Marley Coffee now in one-third of US grocery stores — Rohan Marley
Rohan Marley, chairman of Jammin Java Corp which trades as Marley Coffee, said in a newsletter to shareholders issued last week that the company’s coffee is now in one-third of US chain stores. The company is also eyeing the college market for distribution to faculty and students, and the addition of new markets overseas.
In a summary on anticipated results for the fiscal year ended January 31, 2016, Marley said gross profits for the year were expected to come in at US$3.1 million — a 60 per cent increase from the previous year.
“We anticipate gross revenues of approximately US$12.3 million for the fiscal year ended January 31, 2016, an increase of 29 per cent compared to the prior year,” the chairman added, stating that more details will be present in the company’s upcoming 10K filing.
Marley Coffee, based in the US, produces and trades what it describes as premium, artisan-roasted coffee under its exclusive licensing agreement with Fifty-Six Hope Road Music Ltd.

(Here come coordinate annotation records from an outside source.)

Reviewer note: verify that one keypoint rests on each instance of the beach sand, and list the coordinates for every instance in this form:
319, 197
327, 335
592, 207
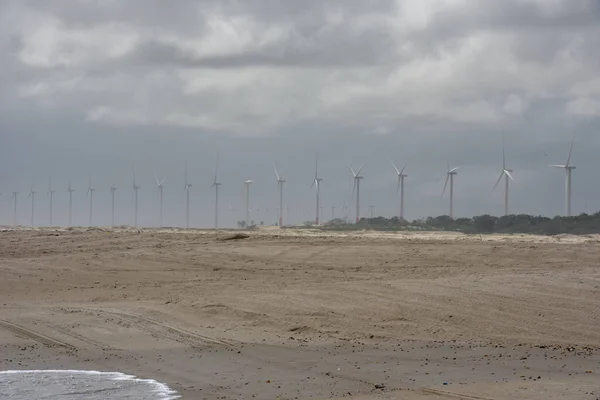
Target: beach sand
297, 314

The chairman said the latest syndicated data indicates product presence in 35 per cent of US grocery outlets which represents around 11,000 stores for the fiscal year.
“Our objective in the upcoming year is to look for quality accounts and build our turn rate deeper into the accounts we’re in,” Marley said, also noting that new chain additions included Sprouts, Meijers, Price Copper, Wakefern, and Acme.
The company is also expecting to add New Divisions of Safeway and Whole Foods Market, Redner’s Markets, and an expansion of stores at Target.
According to Marley, the University of Notre Dame is now offering Marley Coffee through their office refreshment service, making Marley Coffee available to both faculty and students.
The company chairman said international accounts were led by Canada, Chile and South Korea, noting that Jammin’s European partners are looking to launch a biodegradable and recyclable capsule that would be compatible with Nespresso machines.
“We stay committed to improving our margins through scale, getting into more direct distribution accounts and improvements in our supply chain,” Marley said.
He noted that the company has engaged in conversations with various investors to help put a new round of financing into the company to pay off existing convertible debt notes and was in talks with several banks about getting an asset-based loan backed by the company’s accounts receivable. He added the caveat that securing new financing was not a certainty.
In 2015, the company issued common shares to creditors and distributors in lieu of payment.